The traveling exhibit debuted at the Museum of Boulder in September 2023 and ran through September 2025. The version in Pueblo features local stories from the city, like that of James Beckwourth, a founder of the El Pueblo Trading Post, as well as stories about the city’s first Black police officers.
Another part of the exhibit features the McCulley family, which owns Angelus Chapel, a local funeral home in Pueblo. Established in 1921 as Jones Mortuary, it served as the only funeral home that served Black and Hispanic people in Pueblo. The Jones family arrived in Pueblo after the Great Pueblo Flood in 1921 and served Black and Hispanic Puebloans whose family members died in the flood when other funeral homes refused.
The Joneses, who did not have children, sold the mortuary in 1968 to Charles and Petra Gonzales McCulley, who continued the mortuary's legacy. Today, Yanera McCulley-Sedillo, their daughter, runs Angelus Chapel with the help of her children.
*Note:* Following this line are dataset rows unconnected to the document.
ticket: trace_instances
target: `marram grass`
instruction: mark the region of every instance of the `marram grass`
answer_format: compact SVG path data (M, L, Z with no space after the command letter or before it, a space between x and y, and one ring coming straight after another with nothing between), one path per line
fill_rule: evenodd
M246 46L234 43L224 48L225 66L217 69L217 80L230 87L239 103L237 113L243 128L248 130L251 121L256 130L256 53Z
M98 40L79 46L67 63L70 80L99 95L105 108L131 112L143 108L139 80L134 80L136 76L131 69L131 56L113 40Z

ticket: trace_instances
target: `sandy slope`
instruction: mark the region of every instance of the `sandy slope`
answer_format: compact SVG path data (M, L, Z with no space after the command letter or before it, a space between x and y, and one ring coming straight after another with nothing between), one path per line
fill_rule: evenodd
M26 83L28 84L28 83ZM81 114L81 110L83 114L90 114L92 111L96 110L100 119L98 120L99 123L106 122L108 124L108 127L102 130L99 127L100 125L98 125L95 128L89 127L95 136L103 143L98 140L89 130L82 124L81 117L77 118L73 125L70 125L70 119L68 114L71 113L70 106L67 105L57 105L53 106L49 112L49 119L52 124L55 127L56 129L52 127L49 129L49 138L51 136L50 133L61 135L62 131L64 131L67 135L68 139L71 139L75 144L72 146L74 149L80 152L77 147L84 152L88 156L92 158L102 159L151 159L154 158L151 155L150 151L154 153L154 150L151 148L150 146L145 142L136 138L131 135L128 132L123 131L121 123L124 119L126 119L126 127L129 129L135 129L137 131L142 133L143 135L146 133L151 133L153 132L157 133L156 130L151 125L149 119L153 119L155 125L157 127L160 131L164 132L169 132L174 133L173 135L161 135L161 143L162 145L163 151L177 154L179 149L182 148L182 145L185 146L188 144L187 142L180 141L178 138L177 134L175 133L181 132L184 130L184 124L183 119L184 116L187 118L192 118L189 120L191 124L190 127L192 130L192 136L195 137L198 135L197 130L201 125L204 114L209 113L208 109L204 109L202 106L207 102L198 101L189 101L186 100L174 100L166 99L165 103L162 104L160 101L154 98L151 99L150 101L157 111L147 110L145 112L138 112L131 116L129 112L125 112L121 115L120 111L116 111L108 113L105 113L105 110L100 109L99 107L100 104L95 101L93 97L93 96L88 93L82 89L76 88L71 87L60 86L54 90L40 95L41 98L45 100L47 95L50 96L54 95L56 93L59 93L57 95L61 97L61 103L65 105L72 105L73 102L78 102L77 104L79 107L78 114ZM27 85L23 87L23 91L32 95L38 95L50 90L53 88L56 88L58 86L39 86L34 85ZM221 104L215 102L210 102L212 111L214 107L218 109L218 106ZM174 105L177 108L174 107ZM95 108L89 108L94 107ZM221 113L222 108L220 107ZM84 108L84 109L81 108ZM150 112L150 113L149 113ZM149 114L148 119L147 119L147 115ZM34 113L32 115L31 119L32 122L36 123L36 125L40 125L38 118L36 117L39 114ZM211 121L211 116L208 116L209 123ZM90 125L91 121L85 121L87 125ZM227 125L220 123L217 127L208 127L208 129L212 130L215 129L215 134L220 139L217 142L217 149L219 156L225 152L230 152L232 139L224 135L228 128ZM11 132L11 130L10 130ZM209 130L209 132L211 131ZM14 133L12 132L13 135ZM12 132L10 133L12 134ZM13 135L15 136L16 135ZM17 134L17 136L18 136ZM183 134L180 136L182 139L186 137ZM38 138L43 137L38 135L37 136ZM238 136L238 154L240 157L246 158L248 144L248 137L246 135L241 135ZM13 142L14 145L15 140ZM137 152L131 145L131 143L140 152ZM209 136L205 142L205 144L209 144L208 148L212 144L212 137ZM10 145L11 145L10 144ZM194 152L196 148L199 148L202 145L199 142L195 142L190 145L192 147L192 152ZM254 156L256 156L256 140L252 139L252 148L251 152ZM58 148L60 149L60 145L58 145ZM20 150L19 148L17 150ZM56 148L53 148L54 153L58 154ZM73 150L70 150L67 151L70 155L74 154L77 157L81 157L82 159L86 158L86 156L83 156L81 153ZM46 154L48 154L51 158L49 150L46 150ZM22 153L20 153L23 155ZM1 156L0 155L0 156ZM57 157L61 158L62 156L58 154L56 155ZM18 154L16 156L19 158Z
"It's crazy to think about, that death was so segregated,” said Zolanye McCulley-Bachicha, McCulley’s granddaughter who works as a public relations specialist for Angelus Chapel.
Ray Brown, 71, has researched Pueblo’s Black history since 2014 and contributed many of the local Pueblo stories, like the McCulley’s. Brown was also an integral part of curating the exhibit in Boulder, as well.
“It makes them real to have faces and names. It makes them real,” Brown said.
The exhibit will be open to visitors through Juneteenth on Friday, June 19, 2026.